FIFA World Cup offside calls aided with sensors in soccer balls because refs can’t be trusted


With 64 games to be played in the upcoming 2022 FIFA World Cup in November, the last thing anyone needs is to stop the games to review penalties. FIFA’s newest bit of nifty tech should hopefully help out with that.

The international soccer governing body announced that it would start using what it calls “semi-automated offside technology” to figure out if a player is offside or not, without a lengthy review. For those (like me) who aren’t soccer experts, that’s the rule stating that a player attacking the opponent’s goal cannot be closer to the goal than both the ball and the second-closest opposing player.

In other words, if the only thing between you and the goal is the goalkeeper while you don’t have the ball, you’re offside. It’s the kind of thing that regularly stops play and can be difficult to determine since all it takes is half an inch of someone’s knee to be closer to the goal than his opponent for it to count as offside. FIFA is installing 12 special tracking cameras around the stadiums (and putting a sensor inside the ball itself) to measure both the positions of players and the position of the ball.

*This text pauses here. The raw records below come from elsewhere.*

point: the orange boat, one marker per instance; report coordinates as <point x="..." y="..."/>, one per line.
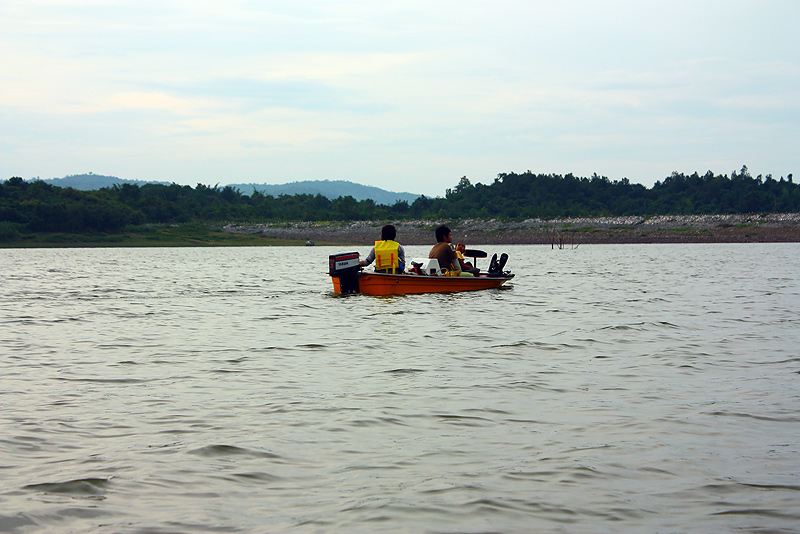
<point x="347" y="277"/>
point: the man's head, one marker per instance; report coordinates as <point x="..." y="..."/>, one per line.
<point x="443" y="234"/>
<point x="388" y="233"/>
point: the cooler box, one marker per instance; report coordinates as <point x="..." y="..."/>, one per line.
<point x="429" y="266"/>
<point x="342" y="263"/>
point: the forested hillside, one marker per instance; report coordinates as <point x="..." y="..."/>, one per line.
<point x="27" y="207"/>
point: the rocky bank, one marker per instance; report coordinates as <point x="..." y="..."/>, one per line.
<point x="745" y="228"/>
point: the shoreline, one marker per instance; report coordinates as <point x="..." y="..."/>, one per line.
<point x="740" y="228"/>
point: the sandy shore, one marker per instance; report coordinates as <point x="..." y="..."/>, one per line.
<point x="776" y="227"/>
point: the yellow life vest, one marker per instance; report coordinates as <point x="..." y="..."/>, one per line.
<point x="387" y="255"/>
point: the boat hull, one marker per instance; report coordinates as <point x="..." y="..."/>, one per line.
<point x="403" y="284"/>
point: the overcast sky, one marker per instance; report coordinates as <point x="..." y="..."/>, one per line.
<point x="403" y="95"/>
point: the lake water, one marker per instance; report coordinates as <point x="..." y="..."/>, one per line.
<point x="630" y="388"/>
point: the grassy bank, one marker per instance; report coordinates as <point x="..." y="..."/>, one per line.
<point x="677" y="229"/>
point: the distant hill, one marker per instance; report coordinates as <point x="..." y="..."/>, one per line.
<point x="89" y="182"/>
<point x="330" y="189"/>
<point x="326" y="188"/>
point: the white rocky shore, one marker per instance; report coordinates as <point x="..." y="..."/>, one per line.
<point x="668" y="228"/>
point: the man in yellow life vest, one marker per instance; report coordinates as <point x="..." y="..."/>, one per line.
<point x="388" y="254"/>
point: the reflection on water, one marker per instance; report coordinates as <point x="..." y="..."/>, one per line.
<point x="607" y="388"/>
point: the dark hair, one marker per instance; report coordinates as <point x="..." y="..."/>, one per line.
<point x="388" y="233"/>
<point x="441" y="232"/>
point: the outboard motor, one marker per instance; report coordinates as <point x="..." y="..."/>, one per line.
<point x="496" y="266"/>
<point x="345" y="267"/>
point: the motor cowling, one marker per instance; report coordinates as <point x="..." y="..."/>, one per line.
<point x="345" y="266"/>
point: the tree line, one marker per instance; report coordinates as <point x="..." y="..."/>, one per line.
<point x="27" y="207"/>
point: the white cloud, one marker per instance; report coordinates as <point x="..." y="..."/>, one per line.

If this new tech detects that an offside penalty occurred, the guys in the video operations room get an alert, take a few seconds to verify it, and report it to an on-field referee. Once it’s confirmed by all parties, a 3D animation showing the offside penalty is created on the fly, before being shown to the people in the stands and those watching on TV at home.

Personally, I can’t wait to see one of those 3D animations glitch out terribly and show a guy’s knee where his head should be or something.

Even as a non-soccer fan, the potential benefits of this new system are super obvious. I follow several Americans who wake up at odd hours on weekends to watch English soccer on Twitter, and they’re constantly pissed off about the video assistant referee (or VAR) system currently in place for reviewing calls. It not only slows the games down, but a reliance on human referees reviewing frame-by-frame footage can result in calls that are, to some, a little subjective.